[tor-dev] QUIC TOR Debugging Question (no attach)

Xiaofan Li xli2 at andrew.cmu.edu
Fri Apr 29 06:56:42 UTC 2016


Tim:
Sorry for not being specific enough on my questions. I'll try to give more
detailed questions later instead of higher-level problems.

Regarding the frequency of my emails, I apologize for the long intervals
but the reason is that I'm not full-time on this project and a lot of times
I had exams and I can only work on the QUIC TOR project for a couple of
days every week. Fortunately, I'm not nearly done with all my finals for
this semester and I can put more time into this project from now on.

Right now, I have two specific questions:

1. We just switched to testing on EmuLab (each node is a standalone
machine) from chutney. After the switch, a particular bug on chutney
disappeared: on chutney, some nodes used to crash mysteriously with no log
outputs (all the log simply stops, with no stack trace or anything). This
bug only occurs when there's existing cache (the first run after chutney
configure is fine). After porting onto EmuLab (a testing framework), using
almost identical torrc file, this bug disappeared and everything runs just
fine for now. Right now we are ignoring this bug. Have you seen similar
issues on chutney?

2. The circuit building process is taking too long and many of them
expires. We have 4 relays where 2 of which are also authorities. From the
logs, I'm seeing a lot of the following lines:

   - circuit_expire_building(): Abandoning circ XX XXXX:XX:12345 (state
   0,0: doing handshakes, purpose 5, len 3)
   -
   - router_choose_random_node(): We found 3 running nodes.
   router_choose_random_node(): We removed 1 excludednodes, leaving 2 nodes.
   router_choose_random_node(): We removed 2 excludedsmartlist, leaving 0
   nodes      .

The first line happens when we have connected to the first node and waiting
for a response from the second or sometimes the third relay. And the second
log happens when we are trying to choose the path to use for a circuit. *What
could I do to increase the number of available nodes? Should I increase the
frequency of reachability tests? *

After looking at the code, *there's a circuitbuild.c line 2172 describing
why some nodes are excluded, which I don't quite understand*. Specifically,
the comment says: "XXXX025 use the using_as_guard flag to accomplish this."
where can I find more information on this XXXX025 issue (committed here
<https://lists.torproject.org/pipermail/tor-commits/2013-March/053977.html>)?
*Why are these routers being excluded? *


Please let me know if you want more specific information on those issues.
Thank you!
Li.

On Sun, Apr 24, 2016 at 11:33 PM, Tim Wilson-Brown - teor <
teor2345 at gmail.com> wrote:

>
> > On 25 Apr 2016, at 06:44, Xiaofan Li <xli2 at andrew.cmu.edu> wrote:
> >
> > Hi Tim and everyone on tor-dev,
> >
> > Our QUIC + TOR project has almost been fully implemented.
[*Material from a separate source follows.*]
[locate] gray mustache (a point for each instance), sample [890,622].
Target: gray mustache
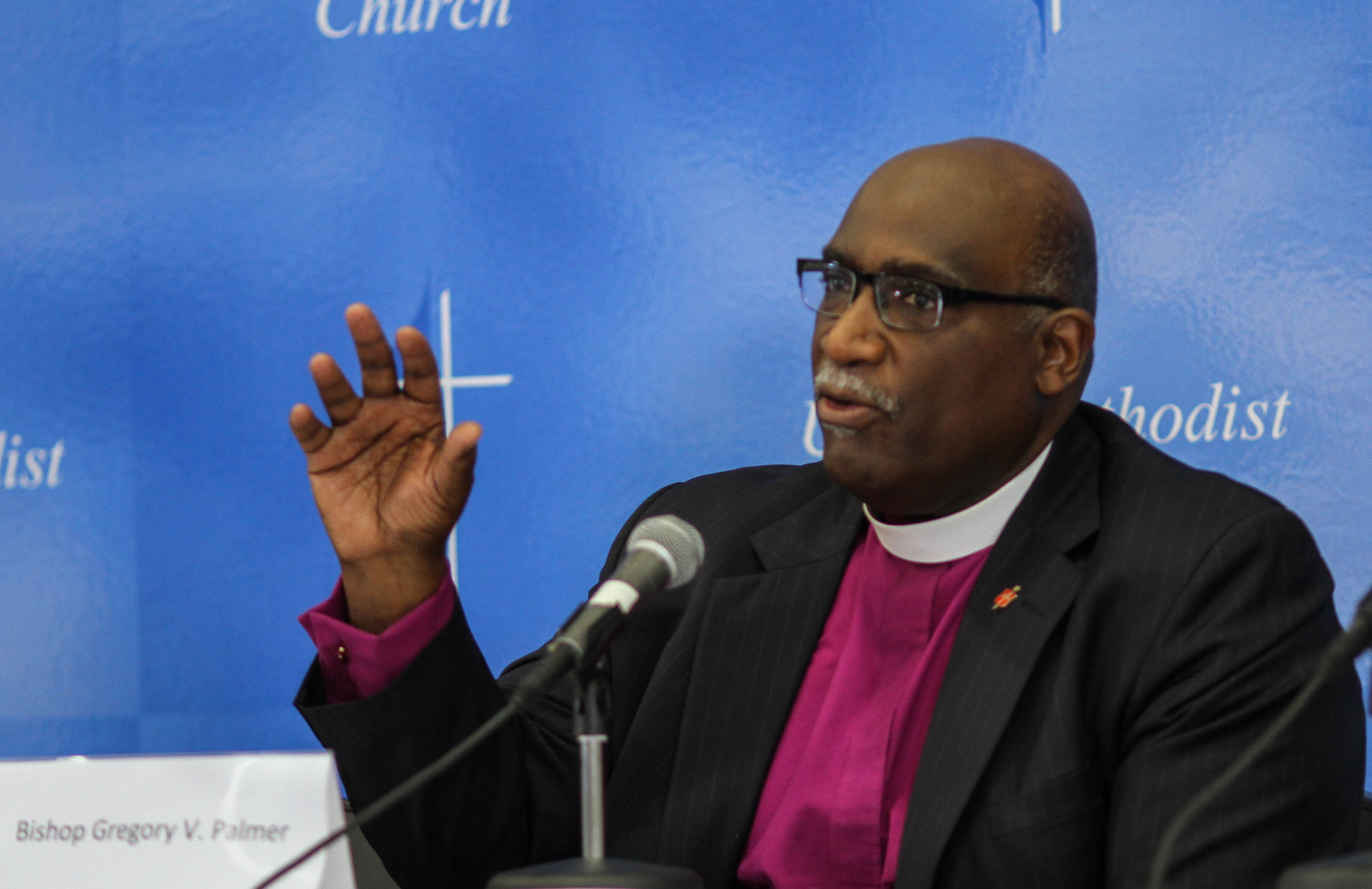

We are
> debugging the last few bits of bugs. Update:
> >       • We've now able to build many complete circuits with QUIC as its
> underlying protocol.
> >       • We have not debugged the actual communication part yet. We are
> aware of certain failure cases for QUIC (e.g. line 15642 of the log is
> being debugged right now). So we cannot send actually client data yet.
> >       • The current state uses QUIC for OR connections only. Thus a
> dual-path is implemented as suggested in my last email thread.
> >       • TLS is completely bypassed and important state (that is set up
> in tls_handshake functions) is preserved and refactored out. e.g.
> conn->/chan->state purpose, etc.
> >       • Some tinkering and re-designing of QUIC itself is also underway.
> The fact that QUIC is a transport protocol on application layer makes it
> painful to interact with the event and timer systems of TOR. We are trying
> to improve this aspect now.
> > The debugging log I was attaching was too big for the tor-dev list. So
> if you are interested to take a look at the file, let me know.
>
> Large debug logs contain too much information to be helpful to you or to
> us.
>
> Try warning, notice, or info level logs, in that order.
> Using high-level logs makes it easier to work out where your attempts to
> send data have broken down.
> Once you've identified where communication has broken down, try to fix it.
>
> If you can't fix it, you're welcome to ask for advice.
> Please quote a small number of relevant log messages, tell us what you
> think they mean, and what you've tried to do to fix it.
> Also feel free to provide a link to logs at that level for people to look
> through.
>
> This makes it more likely that people will recognise your issue and
> respond by helping you to fix it.
>
> > Some particularly concerning things in the log:
> >       • circuit_get_by_circid_channel_impl(): found nothing for circ_id
> 14801, channel ID 2 (0x7f758bb6b740)
> > Then it just attaches this circ onto this channel.. Is this normal?
> >       • Line 4901 circuit_receive_relay_cell(): Passing on unrecognized
> cell.
> > It happens a lot. Is this normal?
> >       • This sequence happened a lot around 7500.
> > relay_send_command_from_edge_(): delivering 10 cell forward.
> > circuit_package_relay_cell(): crypting a layer of the relay cell.
> > circuit_package_relay_cell(): crypting a layer of the relay cell.
> > circuit_package_relay_cell(): crypting a layer of the relay cell.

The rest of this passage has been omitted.